Gull Rocks Light
- Location: Narragansett Bay near Newport, Rhode Island
- Coordinates: 41°30′8.5″N 71°19′59″W﻿ / ﻿41.502361°N 71.33306°W

Tower
- Construction: Wood frame
- Automated: 1960
- Height: 33 feet (10 m)
- Shape: A-frame house with skeleton tower added in 1928

Light
- First lit: 1887
- Deactivated: 1969
- Lens: two lens lanterns

= Gull Rocks Light =

The Gull Rocks Light was a lighthouse at the entrance to Newport harbor northwest of Rose Island. A unique A-frame structure, it was supplemented with a skeleton tower in 1928.

==History==
The Gull Rocks obstruct the passage north of Rose Island, and in the mid-19th century the Old Colony Steamboat Company took steps to mark the reef. Initially an employee of the company was stationed on the rocks with a horn; later, a lamp on a post was erected.

In 1885 the Lighthouse Service made its first request to replace this lamp with a federal lighthouse, but the replacement was not constructed until 1887. The wooden A-frame house was unlike anything else in the area, and it had neither tower nor lantern room. Instead, a lamp was hung in either gable: red on one end, and white on the other. The unique roof caused some problems with the usual practice of collecting rainwater in cisterns, as it was prone to contamination from salt spray. The first keeper, Frederick Purinton, was badly injured in 1894 by an assailant believed to be a local lobsterman, and quit the post two weeks later.

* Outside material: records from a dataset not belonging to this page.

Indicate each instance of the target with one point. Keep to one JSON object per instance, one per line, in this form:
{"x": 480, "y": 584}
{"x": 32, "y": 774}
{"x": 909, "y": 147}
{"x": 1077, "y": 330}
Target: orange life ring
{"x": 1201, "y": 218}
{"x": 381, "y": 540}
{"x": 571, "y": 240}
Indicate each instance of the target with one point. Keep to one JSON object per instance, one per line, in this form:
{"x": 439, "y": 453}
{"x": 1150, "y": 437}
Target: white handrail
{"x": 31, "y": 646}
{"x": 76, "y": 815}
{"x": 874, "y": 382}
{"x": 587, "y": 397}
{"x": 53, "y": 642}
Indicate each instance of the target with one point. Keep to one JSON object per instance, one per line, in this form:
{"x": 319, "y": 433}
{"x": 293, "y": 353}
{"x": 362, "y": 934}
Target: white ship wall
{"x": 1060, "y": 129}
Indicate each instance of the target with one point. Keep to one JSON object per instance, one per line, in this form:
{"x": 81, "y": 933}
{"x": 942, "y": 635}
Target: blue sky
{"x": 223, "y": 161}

In 1900 the original lamps were replaced by brighter lanterns, but the same arrangement of hanging them obtained. Then in 1928 a small skeleton tower was erected next to the house, sporting an acetylene lamp. The station survived the devastating hurricane of 1938 and was staffed until 1960, when the light was automated and the house demolished. In 1969 construction of the Newport Bridge, which passes immediately adjacent to the rocks, rendered the light useless, and the tower was likewise removed, leaving the tiny oil house as the sole remaining trace of the station.